Come gather 'round as Grandpa Lampen continues his story about wire and cable.

Where did the idea of wire sizes come from? Even ancient wire came in various sizes, and there are dozens of systems, many still in use. As late as the 1800s, there were no useful standards.

In 1856, clockmakers Joseph R. Brown and apprentice-turned-partner Lucian Sharpe had begun to manufacture precision measuring tools in Pawtucket, R.I. One that was sorely needed was an accurate measuring gage for wire. (Readers will note that I prefer the spelling gage, commonly accepted in reference to wire, and accepted as a variant for gauge by the American Heritage Dictionary.)

Sharpe suggested producing sizes of wire in a regular geometric progression. Until that time, wire-measuring tools were made by English manufacturers and were, to say the least, variable in quality and accuracy. Sharpe took 50 of his new low-cost gages to a meeting of brass manufacturers of Connecticut, centered in the Naugatuck Valley. A gage consisted of a flat circular piece of steel with precision-machined slots corresponding to the different sizes of wire.

It was a big hit. Brown & Sharpe wire gages became the standard well into the 20th century. Eventually, Sharpe's progressive system became adopted as the AWG, or American Wire Gage, which we use today.

One world, one gage

If you look at a wire gage table, as shown in Table 1, you can see the relationship.

For example, Sharpe defined 36 AWG as 5 mil, or 5/1000ths of an inch or 0.005 inches, in diameter, and 0000 AWG, called "4-aught," as 0.460 inches. These diameters are calculated values related to the area of the wire, more precisely called the "circular mil area" or CMA. The progression of gage sizes is a simple mathematic progression of the circular mil area, up or down.

Gages for stranded wire are different than those for solid. Stranded wire, after all, has spaces between strands. The size of a stranded wire is larger for the same resistance as a solid wire. Otherwise, the same formulas of area and gage apply.

Why did Sharpe choose to have his gage numbers get smaller as the wire got bigger? He was trying to describe the performance - i.e., the resistance - of the wire, which goes down as the wire gets bigger. So 18 AWG is lower resistance than 19 AWG, as the numbers indicate.
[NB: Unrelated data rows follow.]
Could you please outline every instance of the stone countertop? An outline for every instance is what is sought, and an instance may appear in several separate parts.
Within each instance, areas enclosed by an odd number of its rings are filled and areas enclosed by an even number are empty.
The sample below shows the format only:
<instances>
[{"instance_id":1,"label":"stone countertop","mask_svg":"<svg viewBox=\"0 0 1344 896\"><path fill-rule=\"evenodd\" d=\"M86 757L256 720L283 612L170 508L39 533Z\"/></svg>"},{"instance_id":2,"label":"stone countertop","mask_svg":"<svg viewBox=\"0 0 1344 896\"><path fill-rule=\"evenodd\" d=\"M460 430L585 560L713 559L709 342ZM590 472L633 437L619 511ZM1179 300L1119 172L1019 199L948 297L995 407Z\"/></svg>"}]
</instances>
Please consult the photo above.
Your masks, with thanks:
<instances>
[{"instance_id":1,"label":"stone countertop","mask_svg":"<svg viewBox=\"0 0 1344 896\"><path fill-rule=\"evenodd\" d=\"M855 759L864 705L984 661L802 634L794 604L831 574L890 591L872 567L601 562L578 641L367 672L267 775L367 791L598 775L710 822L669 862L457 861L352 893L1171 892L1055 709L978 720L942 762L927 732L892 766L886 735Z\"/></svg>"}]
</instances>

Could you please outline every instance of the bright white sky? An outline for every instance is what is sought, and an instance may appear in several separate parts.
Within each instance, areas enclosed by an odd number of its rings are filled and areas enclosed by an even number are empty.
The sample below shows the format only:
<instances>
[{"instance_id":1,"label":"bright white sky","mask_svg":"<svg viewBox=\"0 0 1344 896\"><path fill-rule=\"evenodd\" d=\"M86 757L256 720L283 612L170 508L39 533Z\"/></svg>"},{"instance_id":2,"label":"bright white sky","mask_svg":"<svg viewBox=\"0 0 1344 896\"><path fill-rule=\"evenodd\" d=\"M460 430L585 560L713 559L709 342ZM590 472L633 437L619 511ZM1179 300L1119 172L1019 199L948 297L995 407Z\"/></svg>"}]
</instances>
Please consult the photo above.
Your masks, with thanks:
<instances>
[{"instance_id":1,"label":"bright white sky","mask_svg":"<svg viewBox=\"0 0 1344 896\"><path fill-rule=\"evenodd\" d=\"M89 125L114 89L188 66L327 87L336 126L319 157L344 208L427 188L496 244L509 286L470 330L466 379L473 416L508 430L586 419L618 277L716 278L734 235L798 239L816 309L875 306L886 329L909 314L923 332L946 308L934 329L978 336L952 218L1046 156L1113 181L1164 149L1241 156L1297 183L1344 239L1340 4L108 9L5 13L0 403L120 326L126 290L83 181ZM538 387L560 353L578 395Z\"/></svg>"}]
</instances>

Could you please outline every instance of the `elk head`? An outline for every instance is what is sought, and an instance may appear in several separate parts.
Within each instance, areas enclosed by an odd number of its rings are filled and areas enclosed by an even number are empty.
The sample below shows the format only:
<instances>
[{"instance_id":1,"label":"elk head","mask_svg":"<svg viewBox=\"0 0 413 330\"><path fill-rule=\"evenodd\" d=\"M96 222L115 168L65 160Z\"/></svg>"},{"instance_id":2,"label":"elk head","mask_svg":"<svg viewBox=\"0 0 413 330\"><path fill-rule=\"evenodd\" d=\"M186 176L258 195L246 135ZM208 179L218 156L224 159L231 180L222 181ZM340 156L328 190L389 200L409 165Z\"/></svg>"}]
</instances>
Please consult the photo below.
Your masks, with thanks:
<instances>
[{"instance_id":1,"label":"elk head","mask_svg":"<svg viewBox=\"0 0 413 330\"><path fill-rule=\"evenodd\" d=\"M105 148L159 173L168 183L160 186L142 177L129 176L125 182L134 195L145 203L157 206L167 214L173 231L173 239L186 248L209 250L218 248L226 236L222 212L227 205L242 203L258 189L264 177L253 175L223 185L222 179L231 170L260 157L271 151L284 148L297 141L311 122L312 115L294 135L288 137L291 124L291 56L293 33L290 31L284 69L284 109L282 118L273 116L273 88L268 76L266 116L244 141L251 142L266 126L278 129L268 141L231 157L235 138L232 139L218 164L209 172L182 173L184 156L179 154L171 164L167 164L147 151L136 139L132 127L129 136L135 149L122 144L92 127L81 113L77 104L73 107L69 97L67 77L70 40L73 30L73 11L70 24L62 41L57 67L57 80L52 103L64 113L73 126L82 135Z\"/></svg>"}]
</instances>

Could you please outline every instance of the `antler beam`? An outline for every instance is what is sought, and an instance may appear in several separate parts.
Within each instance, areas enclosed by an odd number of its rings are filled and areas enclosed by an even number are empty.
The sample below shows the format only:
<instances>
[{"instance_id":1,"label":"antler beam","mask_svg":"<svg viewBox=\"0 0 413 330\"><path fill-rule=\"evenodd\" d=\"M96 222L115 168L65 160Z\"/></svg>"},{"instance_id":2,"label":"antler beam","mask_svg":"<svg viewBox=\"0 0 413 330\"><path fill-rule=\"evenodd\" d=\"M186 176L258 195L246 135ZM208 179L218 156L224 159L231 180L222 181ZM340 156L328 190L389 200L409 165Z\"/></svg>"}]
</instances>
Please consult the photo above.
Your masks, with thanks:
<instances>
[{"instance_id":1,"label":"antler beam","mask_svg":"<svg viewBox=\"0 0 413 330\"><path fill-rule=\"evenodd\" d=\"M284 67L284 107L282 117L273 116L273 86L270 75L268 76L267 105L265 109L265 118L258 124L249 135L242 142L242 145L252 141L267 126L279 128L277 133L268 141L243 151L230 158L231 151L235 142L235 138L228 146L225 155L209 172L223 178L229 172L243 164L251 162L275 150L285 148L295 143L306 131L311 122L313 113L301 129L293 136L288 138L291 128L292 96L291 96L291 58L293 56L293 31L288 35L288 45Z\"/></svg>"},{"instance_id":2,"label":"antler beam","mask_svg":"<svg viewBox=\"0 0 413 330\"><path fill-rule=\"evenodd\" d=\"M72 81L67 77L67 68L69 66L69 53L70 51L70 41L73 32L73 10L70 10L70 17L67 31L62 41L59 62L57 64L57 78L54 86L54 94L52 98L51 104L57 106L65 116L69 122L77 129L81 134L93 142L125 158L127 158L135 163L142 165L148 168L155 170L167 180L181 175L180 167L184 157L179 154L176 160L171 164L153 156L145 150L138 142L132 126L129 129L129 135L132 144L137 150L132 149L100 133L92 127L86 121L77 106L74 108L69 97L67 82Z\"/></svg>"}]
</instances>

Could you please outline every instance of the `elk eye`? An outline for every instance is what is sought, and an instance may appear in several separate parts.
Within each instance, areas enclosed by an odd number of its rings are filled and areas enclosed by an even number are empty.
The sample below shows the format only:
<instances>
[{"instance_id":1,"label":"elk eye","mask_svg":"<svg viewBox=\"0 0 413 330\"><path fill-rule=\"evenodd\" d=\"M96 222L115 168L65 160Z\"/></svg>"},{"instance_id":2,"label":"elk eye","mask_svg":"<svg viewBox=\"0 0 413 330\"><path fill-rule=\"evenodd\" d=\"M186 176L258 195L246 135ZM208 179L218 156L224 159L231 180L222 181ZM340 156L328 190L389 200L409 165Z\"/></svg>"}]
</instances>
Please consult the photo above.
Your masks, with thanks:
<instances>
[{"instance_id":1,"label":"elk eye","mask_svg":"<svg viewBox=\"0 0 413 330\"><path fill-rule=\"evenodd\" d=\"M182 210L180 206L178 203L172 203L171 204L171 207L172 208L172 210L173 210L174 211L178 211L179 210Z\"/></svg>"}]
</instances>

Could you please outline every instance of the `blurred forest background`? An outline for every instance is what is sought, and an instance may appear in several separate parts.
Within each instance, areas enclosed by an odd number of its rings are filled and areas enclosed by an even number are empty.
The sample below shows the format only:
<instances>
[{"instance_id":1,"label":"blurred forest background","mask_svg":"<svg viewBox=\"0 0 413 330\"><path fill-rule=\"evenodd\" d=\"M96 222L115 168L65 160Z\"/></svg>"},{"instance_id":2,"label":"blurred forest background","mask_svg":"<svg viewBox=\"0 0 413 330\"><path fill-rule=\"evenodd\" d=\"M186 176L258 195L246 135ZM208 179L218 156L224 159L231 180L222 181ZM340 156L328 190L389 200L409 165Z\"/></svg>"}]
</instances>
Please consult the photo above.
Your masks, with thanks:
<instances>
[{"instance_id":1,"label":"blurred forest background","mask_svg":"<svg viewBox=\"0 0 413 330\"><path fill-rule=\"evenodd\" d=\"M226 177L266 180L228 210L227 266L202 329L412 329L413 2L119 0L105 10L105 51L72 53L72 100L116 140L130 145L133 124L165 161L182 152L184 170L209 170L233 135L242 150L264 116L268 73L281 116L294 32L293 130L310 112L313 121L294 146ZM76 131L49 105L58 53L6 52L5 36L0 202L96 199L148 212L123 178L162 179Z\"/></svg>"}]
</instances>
Those using wire could now get the size and performance they were paying for, and the consistency and repeatability no matter who made the wire.

Picking up the phone

The longest wires made to that time were the transatlantic telegraph cables mentioned in an earlier article. But Lord Kelvin, who had been instrumental in the laying of the cable, later said the telephone, rather than the telegraph, was "the most wonderful thing I have seen in America."

The world was ready for an electrical speech machine, as Alexander Bell called it. It was invented on February 14, 1876, in Boston.

Or was it?

In 1854 a Frenchman, Charles Bourseul (1829-1912) suggested transmitting speech electrically. He said, "Speak against one diaphragm and let each vibration make or break the electric contact. The electric pulsations thereby produced will set the other diaphragm working, and (we hear) the transmitted sound."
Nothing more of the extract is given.